Fin 66, il part en Mauritanie sur le Tiris Zemmour, un pêche arrière, pour des armements de La Rochelle qui tentent de relancer la pêche. Ces entreprises ont créé la société Sopesud avec l’idée de pêcher sur les côtes de Mauritanie, de confier la pêche à un cargo qui vient la débarquer à La Rochelle pour la vendre en criée. « L’armateur Guelfi conseillait cette entreprise pour la constitution d’une société mauritanienne de pêche (Somap). Mais le caboteur affrété pour ramener la pêche est arrivé à La Rochelle avec du poisson en mauvais état, mal conservé. Son installation frigorifique fonctionnait mal. L’essai a été loupé. On a recommencé l’opération avec le Tiris Zemmour et l’Adrien Pla, cette fois dans de bonnes conditions. On l’a fait pendant plusieurs mois, mais la société s’est cassé la figure fin 68. » Le patron passe alors sur le Groupe Lorraine, un 18 mètres en bois construit chez Bénéteau, pour la pêche à la crevette au large de Dakar. Le bateau est géré par l’armement Horassius et appartient à M. Robin qui a été aviateur dans le groupe Lorraine avec le fameux Clostermann.

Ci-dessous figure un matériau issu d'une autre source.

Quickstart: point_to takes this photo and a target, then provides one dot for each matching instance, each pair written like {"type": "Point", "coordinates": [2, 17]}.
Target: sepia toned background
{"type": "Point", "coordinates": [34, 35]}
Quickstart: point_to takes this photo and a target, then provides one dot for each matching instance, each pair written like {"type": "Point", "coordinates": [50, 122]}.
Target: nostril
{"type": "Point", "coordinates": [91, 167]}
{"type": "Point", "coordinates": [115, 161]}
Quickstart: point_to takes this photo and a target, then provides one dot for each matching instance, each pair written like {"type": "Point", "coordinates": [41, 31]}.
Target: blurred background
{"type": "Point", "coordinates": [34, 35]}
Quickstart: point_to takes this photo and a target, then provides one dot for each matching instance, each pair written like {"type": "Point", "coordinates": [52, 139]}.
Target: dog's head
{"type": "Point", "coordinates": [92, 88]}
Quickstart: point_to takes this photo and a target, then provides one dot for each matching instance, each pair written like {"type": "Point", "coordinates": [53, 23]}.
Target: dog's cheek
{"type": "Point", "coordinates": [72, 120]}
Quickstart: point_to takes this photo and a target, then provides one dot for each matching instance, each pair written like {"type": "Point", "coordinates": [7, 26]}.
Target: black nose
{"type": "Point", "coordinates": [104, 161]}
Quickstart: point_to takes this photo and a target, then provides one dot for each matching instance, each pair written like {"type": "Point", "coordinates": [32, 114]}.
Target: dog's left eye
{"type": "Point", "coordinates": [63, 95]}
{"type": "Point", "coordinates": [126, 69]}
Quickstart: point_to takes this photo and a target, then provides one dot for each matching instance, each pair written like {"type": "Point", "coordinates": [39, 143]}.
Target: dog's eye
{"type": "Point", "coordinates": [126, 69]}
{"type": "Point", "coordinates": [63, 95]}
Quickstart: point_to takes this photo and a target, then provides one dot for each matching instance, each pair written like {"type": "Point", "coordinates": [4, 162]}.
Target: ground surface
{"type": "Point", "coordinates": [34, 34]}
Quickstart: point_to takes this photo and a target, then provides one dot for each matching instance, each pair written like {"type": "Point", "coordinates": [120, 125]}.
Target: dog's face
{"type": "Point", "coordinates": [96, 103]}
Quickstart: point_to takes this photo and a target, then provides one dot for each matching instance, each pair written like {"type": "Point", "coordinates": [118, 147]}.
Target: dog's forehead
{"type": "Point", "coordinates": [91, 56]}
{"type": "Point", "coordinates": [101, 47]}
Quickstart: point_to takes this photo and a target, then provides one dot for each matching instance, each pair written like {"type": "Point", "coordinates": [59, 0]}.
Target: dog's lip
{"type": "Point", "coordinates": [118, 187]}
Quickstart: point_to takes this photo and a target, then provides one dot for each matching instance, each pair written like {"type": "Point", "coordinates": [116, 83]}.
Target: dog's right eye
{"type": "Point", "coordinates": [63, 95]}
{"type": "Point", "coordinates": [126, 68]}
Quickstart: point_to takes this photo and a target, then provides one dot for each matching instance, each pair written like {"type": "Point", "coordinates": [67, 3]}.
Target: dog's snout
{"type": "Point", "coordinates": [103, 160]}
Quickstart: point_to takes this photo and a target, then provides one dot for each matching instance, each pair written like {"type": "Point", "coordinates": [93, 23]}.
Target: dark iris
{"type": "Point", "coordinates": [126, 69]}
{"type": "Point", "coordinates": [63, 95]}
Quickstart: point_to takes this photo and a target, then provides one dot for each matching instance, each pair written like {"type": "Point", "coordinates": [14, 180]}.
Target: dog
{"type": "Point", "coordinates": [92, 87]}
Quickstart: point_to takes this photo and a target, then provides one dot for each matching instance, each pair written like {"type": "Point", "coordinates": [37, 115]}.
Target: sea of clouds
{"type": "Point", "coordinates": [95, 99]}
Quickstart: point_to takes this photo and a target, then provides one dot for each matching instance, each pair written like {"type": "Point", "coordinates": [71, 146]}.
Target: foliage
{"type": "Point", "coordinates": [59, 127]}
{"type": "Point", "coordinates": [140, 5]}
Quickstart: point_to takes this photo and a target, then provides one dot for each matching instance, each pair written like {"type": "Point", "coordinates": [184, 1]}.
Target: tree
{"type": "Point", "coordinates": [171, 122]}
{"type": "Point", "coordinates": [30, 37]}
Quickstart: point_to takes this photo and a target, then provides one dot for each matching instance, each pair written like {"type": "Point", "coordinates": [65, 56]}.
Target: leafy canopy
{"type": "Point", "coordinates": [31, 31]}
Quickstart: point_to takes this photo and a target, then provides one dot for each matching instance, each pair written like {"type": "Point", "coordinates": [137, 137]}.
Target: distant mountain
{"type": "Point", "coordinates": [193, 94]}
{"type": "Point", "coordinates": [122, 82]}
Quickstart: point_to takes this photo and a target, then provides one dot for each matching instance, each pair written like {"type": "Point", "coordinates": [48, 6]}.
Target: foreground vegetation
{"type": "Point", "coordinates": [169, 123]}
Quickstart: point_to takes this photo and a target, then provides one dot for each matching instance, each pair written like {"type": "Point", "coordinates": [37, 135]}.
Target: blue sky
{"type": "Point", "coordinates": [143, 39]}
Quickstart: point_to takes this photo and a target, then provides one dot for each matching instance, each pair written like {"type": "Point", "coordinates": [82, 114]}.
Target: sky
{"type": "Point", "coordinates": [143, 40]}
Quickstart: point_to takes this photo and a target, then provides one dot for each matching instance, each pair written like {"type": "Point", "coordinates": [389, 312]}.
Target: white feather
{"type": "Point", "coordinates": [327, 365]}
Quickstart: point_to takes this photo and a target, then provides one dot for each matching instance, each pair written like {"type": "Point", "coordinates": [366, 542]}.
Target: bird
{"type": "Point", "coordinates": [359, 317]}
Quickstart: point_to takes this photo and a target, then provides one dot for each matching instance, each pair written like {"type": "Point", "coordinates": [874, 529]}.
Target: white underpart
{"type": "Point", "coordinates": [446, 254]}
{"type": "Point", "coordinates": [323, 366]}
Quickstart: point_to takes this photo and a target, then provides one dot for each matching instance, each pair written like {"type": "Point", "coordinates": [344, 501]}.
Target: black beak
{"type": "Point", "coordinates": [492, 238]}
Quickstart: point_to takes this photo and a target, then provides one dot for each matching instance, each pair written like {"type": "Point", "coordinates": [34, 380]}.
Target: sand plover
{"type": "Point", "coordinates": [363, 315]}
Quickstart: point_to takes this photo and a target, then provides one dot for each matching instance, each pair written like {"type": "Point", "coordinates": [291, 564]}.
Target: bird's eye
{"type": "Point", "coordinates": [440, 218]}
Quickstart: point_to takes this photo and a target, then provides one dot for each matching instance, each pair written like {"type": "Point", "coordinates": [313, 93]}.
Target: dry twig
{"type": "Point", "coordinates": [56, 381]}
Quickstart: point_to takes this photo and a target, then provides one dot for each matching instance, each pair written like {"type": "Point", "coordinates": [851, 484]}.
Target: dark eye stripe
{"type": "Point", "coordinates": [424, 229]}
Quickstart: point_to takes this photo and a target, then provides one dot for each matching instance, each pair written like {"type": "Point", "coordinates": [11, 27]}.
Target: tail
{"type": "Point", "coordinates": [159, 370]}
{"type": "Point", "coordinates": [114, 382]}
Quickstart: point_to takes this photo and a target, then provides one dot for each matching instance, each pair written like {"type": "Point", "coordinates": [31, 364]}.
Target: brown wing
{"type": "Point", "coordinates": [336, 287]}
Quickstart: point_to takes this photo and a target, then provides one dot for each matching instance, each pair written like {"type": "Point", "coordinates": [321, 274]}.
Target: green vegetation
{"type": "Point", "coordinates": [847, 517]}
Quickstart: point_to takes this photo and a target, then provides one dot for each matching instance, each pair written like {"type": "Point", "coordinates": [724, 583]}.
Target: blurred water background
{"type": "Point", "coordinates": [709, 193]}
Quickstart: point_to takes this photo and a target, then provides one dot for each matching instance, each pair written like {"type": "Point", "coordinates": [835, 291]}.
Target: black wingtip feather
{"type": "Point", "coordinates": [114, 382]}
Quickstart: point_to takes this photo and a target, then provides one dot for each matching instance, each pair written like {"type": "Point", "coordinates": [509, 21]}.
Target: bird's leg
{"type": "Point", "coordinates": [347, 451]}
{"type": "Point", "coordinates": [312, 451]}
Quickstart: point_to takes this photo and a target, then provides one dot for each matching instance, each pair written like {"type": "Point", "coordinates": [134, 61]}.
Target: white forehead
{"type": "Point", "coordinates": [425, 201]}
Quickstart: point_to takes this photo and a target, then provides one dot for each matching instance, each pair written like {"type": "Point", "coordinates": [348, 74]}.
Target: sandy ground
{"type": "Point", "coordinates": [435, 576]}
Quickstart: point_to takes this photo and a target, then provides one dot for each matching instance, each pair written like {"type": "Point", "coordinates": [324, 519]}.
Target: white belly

Eugène Thomas navigue ensuite sur La Joconde pendant un an. C’est un 25 mètres en bois construit aux Sables qui appartient à l’armement Robic et Corlay. Il est ensuite vendu à l’armement José Celton et Herriot, des Sables. Il pêche dans le Sud Irlande et débarque dans le port vendéen. Eugène Thomas passe sur différents chalutiers, le Roussillon pour une marée, le Sinbad (sardinier de 38 mètres) au Maroc, le Touraine, l’Oriane, le Chipeau, le Tourmalet, le Térékie, trois marées sur l’Angoumois comme second, pour des remplacements.
En 72, il passe son brevet de capitaine de pêche. Et curieusement, en octobre de cette année-là, il part au commerce sur le Carolia, un charbonnier de l’Union navale, armement créé par les importateurs de charbon. Il bourlingue pour cette compagnie en Pologne, URSS, USA, Lituanie…
En 1973, le CNRS cherche un capitaine de pêche pour naviguer sur la Catherine Laurence, un vieux chalutier, en Méditerranée. Eugène Thomas embarque comme lieutenant puis comme capitaine jusqu’en avril 74. En 76, il passe son brevet de chef de quart et navigue désormais en 13ème catégorie. Il continue à naviguer au commerce et fait des remplacements à la pêche pour des patrons qui vont passer leur diplôme.
Il retrouve le CNRS de janvier 79 à octobre 80 à bord du Gwalarn à Brest puis sur le Côte d’Aquitaine sur lequel il reste jusqu’à sa retraite à 53 ans, le 31 décembre 1987.
Eugène Thomas prend alors une année sabbatique avant d’être repris par le démon de la navigation. Pour le compte d’Yves Thomas, courtier maritime à La Rochelle, il effectue de nombreux convoyages de bateaux de pêche entre la France et l’Afrique. Il est réinscrit à la marine de 1992 à 1998, année où il arrête définitivement de naviguer.
Son dernier embarquement s’effectue sur l’Etel, un chalutier de 34 mètres à relevage arrière, désarmé et saisi à Abidjan. Le bateau est pillé. Il sort discrètement du port le premier de l’an 1995, pour aller faire du fuel au large auprès d’un tanker. Une fois hors de vue des côtes, l’équipage s’apprête à manger des huîtres amenées de France pour fêter la nouvelle année quand il s’aperçoit que le cuisinier africain a commencé à les faire cuire. Le chalutier fait une escale à Dakar pour embarquer le matériel qui lui manque et le convoyage se termine sans encombre. Une vie de marin bien remplie.